Halting the spread of HIV is a legitimate concern. However, the push for mandatory testing of immigrants misunderstands the means by which HIV is transmitted – which is surprising, given that the recommendation originated from Health Canada. Unlike other diseases, HIV is not easily transmitted; you can’t be infected through casual contact. HIV is spread through unprotected penetrative sex, transfusion of blood or blood products, or transmission from mother to child before or during childbirth. HIV is not cholera or yellow fever. Given these isolated and specific means of transmission, there is little risk of an outbreak of HIV in Canada due to the admission of people with HIV.
The costs of the test, as well as the personnel and resources needed to administer it, would be considerable. The World Health Organization has estimated such costs to be between US$10 and US$20 for each person tested. Given the high volume of traffic through Canada’s borders, an enormous amount of testing would have to take place, at an enormous cost.

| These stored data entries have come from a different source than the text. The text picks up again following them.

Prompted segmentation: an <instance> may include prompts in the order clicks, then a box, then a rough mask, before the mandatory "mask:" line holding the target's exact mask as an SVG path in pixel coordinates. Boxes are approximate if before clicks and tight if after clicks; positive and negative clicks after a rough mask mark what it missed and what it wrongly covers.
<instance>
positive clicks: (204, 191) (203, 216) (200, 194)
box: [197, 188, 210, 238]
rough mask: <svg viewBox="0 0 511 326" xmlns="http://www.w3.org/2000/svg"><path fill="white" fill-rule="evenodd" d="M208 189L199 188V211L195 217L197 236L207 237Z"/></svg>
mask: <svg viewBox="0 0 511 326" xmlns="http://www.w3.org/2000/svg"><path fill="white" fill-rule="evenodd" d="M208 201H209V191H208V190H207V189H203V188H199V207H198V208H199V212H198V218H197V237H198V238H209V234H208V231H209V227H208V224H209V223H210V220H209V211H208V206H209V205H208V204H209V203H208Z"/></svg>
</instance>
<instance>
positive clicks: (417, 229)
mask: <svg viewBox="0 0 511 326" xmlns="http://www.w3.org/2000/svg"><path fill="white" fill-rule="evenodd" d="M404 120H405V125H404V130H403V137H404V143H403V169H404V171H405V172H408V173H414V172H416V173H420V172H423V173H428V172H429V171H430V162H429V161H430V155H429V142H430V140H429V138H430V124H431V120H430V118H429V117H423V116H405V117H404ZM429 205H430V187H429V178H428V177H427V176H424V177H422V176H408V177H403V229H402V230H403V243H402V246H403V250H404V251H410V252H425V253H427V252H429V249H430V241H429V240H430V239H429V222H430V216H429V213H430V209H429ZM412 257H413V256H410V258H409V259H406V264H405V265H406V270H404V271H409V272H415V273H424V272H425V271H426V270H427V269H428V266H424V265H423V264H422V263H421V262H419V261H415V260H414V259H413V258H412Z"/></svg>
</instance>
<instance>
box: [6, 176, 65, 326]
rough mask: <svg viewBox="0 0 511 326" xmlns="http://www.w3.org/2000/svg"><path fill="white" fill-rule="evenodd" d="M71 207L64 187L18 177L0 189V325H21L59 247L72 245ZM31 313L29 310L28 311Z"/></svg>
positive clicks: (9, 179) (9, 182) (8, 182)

There are many reasons why the effectiveness of testing to prevent the spread of HIV would be minimal. First of all, there is the accuracy of the HIV test itself. There is a margin of error for false positives and false negatives which would be increased in this situation, given the quality control issues inherent to a large bureaucracy such as Canada Immigration.

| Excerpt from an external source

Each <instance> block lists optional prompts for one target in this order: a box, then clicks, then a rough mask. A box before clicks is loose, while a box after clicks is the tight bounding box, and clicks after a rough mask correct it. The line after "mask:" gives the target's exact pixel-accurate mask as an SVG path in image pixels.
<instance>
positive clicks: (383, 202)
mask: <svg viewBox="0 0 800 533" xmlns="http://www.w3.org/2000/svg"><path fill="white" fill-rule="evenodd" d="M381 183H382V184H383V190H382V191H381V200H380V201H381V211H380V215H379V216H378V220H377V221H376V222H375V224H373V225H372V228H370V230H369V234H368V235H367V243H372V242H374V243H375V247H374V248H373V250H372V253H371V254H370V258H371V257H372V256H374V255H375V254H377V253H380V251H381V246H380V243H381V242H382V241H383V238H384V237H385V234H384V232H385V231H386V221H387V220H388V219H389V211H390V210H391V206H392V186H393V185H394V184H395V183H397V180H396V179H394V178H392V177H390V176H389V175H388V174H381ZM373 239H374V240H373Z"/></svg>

Compounding this reduced effectiveness is the fact that there is a window of time, approximately three months after infection, during which HIV tests will not identify a newly infected person. Immigration tests will miss people who are within this period.
Both of these factors guarantee that, testing or not, newcomers with HIV will be admitted to Canada.
Why pick on newcomers? Surely, Canadian travellers who are infected abroad and return to Canada are equally at risk of transmitting the disease to other Canadians. Any policy of mandatory testing for newcomers designed to prevent the spread of HIV must include Canadian travellers returning from abroad in order to be effective. Similarly, newborn babies are potential carriers of HIV, but we do not impose mandatory testing on newborns. We should not have a different policy for immigrants when the same risks are posed by Canadian residents. It would be difficult to shield such a policy from accusations of discrimination.
The concern that people with HIV would pose a burden on Canada’s health services is exaggerated and outdated. Today people with HIV are living longer, healthier lives with years of productivity. If people qualify for immigration to Canada based on their contribution to our economy or their significant family ties, it makes no sense to exclude them based on what is increasingly becoming a chronic but manageable disease.
The HIV prevention strategies we use for Canadian residents should be the same for newcomers: clear and culturally acceptable education about the nature of HIV, the means of transmission, and how a person can take measures to safeguard their health and the health of others.
Mandatory testing simply diverts resources from these proven techniques, while giving us a false sense of security about the risk of transmission. Ultimately, the risk of HIV transmission will depend on the behaviour, rather than the HIV status, of both Canadians and newcomers.